Andrew Young, logistics group manager at the consultancy Sinclair Knight Merz, also sees the increasing demand for shorter leases, as many businesses working to five-year plans want to minimise their risks. He says: “[Companies] will commit to leases that will allow them to move premises at times that match business activity.”

As Johnstone says: “This is all about risk and managing risk, both from a landlord and a tenant point of view. In an ideal world, you want a good working relationship with your tenants. You want to hang on to them, then ideally you want to give them flexibility.

“The thing about property is that it isn’t a very flexible beast. You can’t just turn it on and off easily.”

Johnston believes property doesn’t – or shouldn’t – drive business strategy. “It needs to support business strategy, in the same way that you should have human resources,

financial and marketing.

“Property is very important to supporting it [strategy], but should never be a key driver to business strategy.”

Whatever the business strategy, the most important thing for a property is its location.

As David van Aanholt, chief operating officer of property trust Macquarie Goodman, says: “We tend to buy properties on a locational basis first, then in terms of existing improvements – the bricks and mortar – and then in terms of the lease covenant in place.

“Supply and demand and good location is what really drives your real estate investment.

“Seemingly good [lease] covenants can go bust. You really shouldn’t be buying the lease covenant. You should be buying the location, because if your tenant goes bust it is the

location that will drive it for you.”

Most industrial and commercial premises are built with a precommitment from a

tenant, which minimises the risks faced by the landlord, who can now offer flexible, shorter leases. This has led to the growth of business parks orbiting Australia’s main cities.

In Sydney, government investment in new road networks is opening up the region’s

demographic heartland. It is helping fuel the rapid growth of business parks as locations.

Such was the case for Fuji Xerox, which in September will move its documents and supplies division to a new facility at the Campus Business Park in Homebush, owned by

Macquarie Goodman.

Michael Wilson, national supplier manager of Fuji Xerox, is responsible for the company’s property in Australia, covering 22 leases and 60,000 square metres of floor space. Its main bases are in Sydney and Melbourne.
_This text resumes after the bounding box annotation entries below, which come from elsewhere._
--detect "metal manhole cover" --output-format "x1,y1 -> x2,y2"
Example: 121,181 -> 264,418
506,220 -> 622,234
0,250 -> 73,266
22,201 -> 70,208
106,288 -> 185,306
There are several reasons for the move to Homebush, Wilson says. “Partly, it is a result of more business west of Sydney, but it’s also looking towards getting more business out west in future. So it’s basically saying, ‘Let’s be in the demographic or near the demographic heart of Sydney, and be right where all the transport routes are so we can easily access our customers throughout Sydney’.”

At Homebush, the company has access to Sydney’s new roads that open up the whole of Sydney’s customer base. As Wilson says: “You tend to do business where you are.

If you’re in the eastern suburbs, you do business there; if you’re in the heart of

Sydney, you have a broader perspective.”

Fuji Xerox is typical of many companies that are looking to become physically closer to their customers and suppliers and other stakeholder groups. At the same time, it has a sharp eye on business costs. “We are always looking at opportunities and testing the marketplace,” Wilson says. “Every time a lease comes up we will have a look at what that lease has got. We judge it on its merits.

“We look all the time to see if we are optimising our facilities from a cost point

of view, but the quality of facilities is also important to us.”

Sinclair Knight Merz’s Andrew Young says companies are looking to be both lean and agile in their supply chains.

“Decisions in this area often have a profound effect on property acquisition and location decisions. Organisations today face turbulent markets with short product life cycles and volatile demand,” he says.

Most organisations want large, centralised facilities, typically in Sydney or Melbourne, with good access to ports and major arterial rail and road links, he says. The location of the property is important in, for example, being able to guarantee next-day delivery for orders from adjoining states. Another driver for property requirements has been falling inventory levels. According to Young, companies that master their relationships with customers and suppliers are re-engineering their space requirements. They are moving away from storage facilities towards facilities designed for the rapid turnaround of product.